Physique de tonneau, voix éraillée, Fred Robbe est aussi à l’aise accoudé au comptoir d’un rade que face à un parterre d’élus politiques. Ça tombe bien, c’est son rôle : une fonction multiple de "coordination, direction artistique, gestion, recherche de financement et lien avec les collectivités territoriales".  Depuis 1999, date de son inauguration, il dirige l’Astrolabe : deux salles, dont une de 600 places, 10 salariés avec un budget annuel de 900000 euros assurés à 60 % par des financements public. La mairie d’Orléans apporte la plus grosse contribution (360000 euros) dans le cadre d’une rémunération de service public. Autrement dit, lui et son équipe ne doivent pas juste se contenter de faire du chiffre : "une salle de concert, c’est un projet d’intérêt général. Nos missions vont très loin : de l’accompagnement artistique jusqu’à la prévention sur les risques auditifs."

"Nous voulons générer une scène"

La phase de programmation n’est que la partie émergée du travail de l’Antirouille, l’association qui gère la salle et dont Fred est le directeur. Aux soixante concerts par an, s’ajoutent chaque mois, deux cafés culturels. La structure est également dédiée à des "filages" : quelques jours où des groupes peuvent roder leur spectacle sur scène. Mais la mission qui lui tient à cœur, c’est l’accompagnement de jeunes formations peu rompues à l’art du concert : "C’est dur aujourd’hui, parce qu’il y a de moins en moins de possibilités de jouer dans les bars. Nous leur donnons les moyens techniques et "intellectuels" pour que leurs compositions puissent trouver un équilibre dans une prestation en public."

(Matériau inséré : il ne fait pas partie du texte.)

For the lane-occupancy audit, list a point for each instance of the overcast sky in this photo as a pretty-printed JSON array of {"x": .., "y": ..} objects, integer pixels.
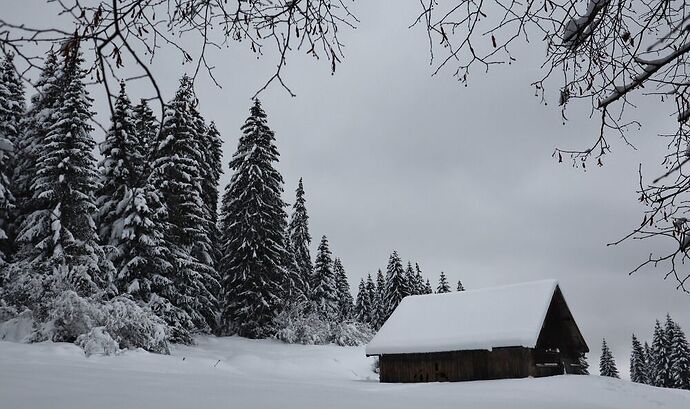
[{"x": 459, "y": 179}]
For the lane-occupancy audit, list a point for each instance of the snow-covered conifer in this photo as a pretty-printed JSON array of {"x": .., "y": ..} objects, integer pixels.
[
  {"x": 419, "y": 280},
  {"x": 584, "y": 365},
  {"x": 253, "y": 224},
  {"x": 120, "y": 172},
  {"x": 12, "y": 109},
  {"x": 176, "y": 175},
  {"x": 647, "y": 363},
  {"x": 379, "y": 308},
  {"x": 34, "y": 130},
  {"x": 325, "y": 291},
  {"x": 410, "y": 278},
  {"x": 427, "y": 287},
  {"x": 607, "y": 365},
  {"x": 363, "y": 303},
  {"x": 299, "y": 236},
  {"x": 396, "y": 286},
  {"x": 146, "y": 128},
  {"x": 679, "y": 372},
  {"x": 60, "y": 234},
  {"x": 637, "y": 362},
  {"x": 345, "y": 301},
  {"x": 371, "y": 296},
  {"x": 443, "y": 285},
  {"x": 659, "y": 358}
]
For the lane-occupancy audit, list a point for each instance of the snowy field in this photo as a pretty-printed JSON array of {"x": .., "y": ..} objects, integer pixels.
[{"x": 240, "y": 373}]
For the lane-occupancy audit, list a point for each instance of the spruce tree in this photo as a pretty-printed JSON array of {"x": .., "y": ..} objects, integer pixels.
[
  {"x": 294, "y": 287},
  {"x": 210, "y": 148},
  {"x": 419, "y": 280},
  {"x": 607, "y": 366},
  {"x": 12, "y": 109},
  {"x": 371, "y": 298},
  {"x": 34, "y": 130},
  {"x": 146, "y": 128},
  {"x": 659, "y": 358},
  {"x": 637, "y": 362},
  {"x": 176, "y": 175},
  {"x": 396, "y": 286},
  {"x": 647, "y": 363},
  {"x": 679, "y": 372},
  {"x": 253, "y": 224},
  {"x": 584, "y": 365},
  {"x": 325, "y": 292},
  {"x": 60, "y": 235},
  {"x": 427, "y": 287},
  {"x": 363, "y": 303},
  {"x": 120, "y": 172},
  {"x": 298, "y": 231},
  {"x": 380, "y": 300},
  {"x": 345, "y": 302},
  {"x": 410, "y": 278},
  {"x": 443, "y": 286}
]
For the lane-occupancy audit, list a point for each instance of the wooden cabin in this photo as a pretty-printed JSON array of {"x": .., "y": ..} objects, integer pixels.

En partenariat avec le pôle musique actuelle de la région Centre, la Fracama, les groupes peuvent également bénéficier de formations administratives très poussées. Un domaine peu glamour mais qui permet à des groupes encore amateurs de se structurer. Membre de la fédération des Salles de Musiques Actuelles (la Fédurock), l'Astrolabe se situe aussi au cœur d'un maillage associatif plutôt bien étendu sur la région. "La logique de réseau est importante, affirme Fred qui veut encore repousser cette frontière. Il faut que ces groupes ne jouent pas seulement dans la salle d’Orléans mais aussi dans celle de Dijon, Poitiers… On voudrait presque reprendre la main par rapport aux maisons de disques pour être les premiers à allumer des mèches sur des groupes. Nous voulons générer une scène."

L’aubaine des nouvelles technologies

Les nouvelles technologies tant décriées par les majors pourraient d’ailleurs apporter de l’eau à son moulin. "On observe une mutation hallucinante. Avec Internet, le public va maintenant pouvoir porter ses groupes sur des supports virtuels et ensuite ils vont rentrer dans la chaîne des concerts et maisons de disques. On a tout intérêt à aller dans ce sens-là. Que les groupes ne soient plus des produits conçus pour êtres diffusés à la télé mais de vrais parcours d’artistes issus de la scène. Des gars comme  -M- ou Bénabar, leur réputation ils l’ont faite, au départ, en concert."

Comme beaucoup dans cette profession, il a d’abord débuté par désœuvrement. S’ennuyant à la fac de Dijon, il a organisé un concert puis succès aidant, le rythme est passé à une vingtaine par an. C’est d’ailleurs cette expérience qui convaincra la mairie d’Orléans de l’enrôler. Si des formations scolaires de qualité existent maintenant, rien ne remplacera "la passion de la musique et surtout l’expérience de terrain. Ce qu’il faut, c’est se créer un réseau de salles, de tourneurs et apprendre petit à petit. Dans notre métier, la logique de transmission de savoir est fondamentale." Directeur de salle de concert, une fonction qui demande avant tout selon Fred Robbe : "une extrême rigueur dans la méthode de travail. Mais le plus délicat, c’est la gestion des ressources humaines. Je n’étais pas préparé à encadrer 10 personnes, d’autant que ce sont des gens qui ont une vraie personnalité, ils viennent souvent du rock et du punk !"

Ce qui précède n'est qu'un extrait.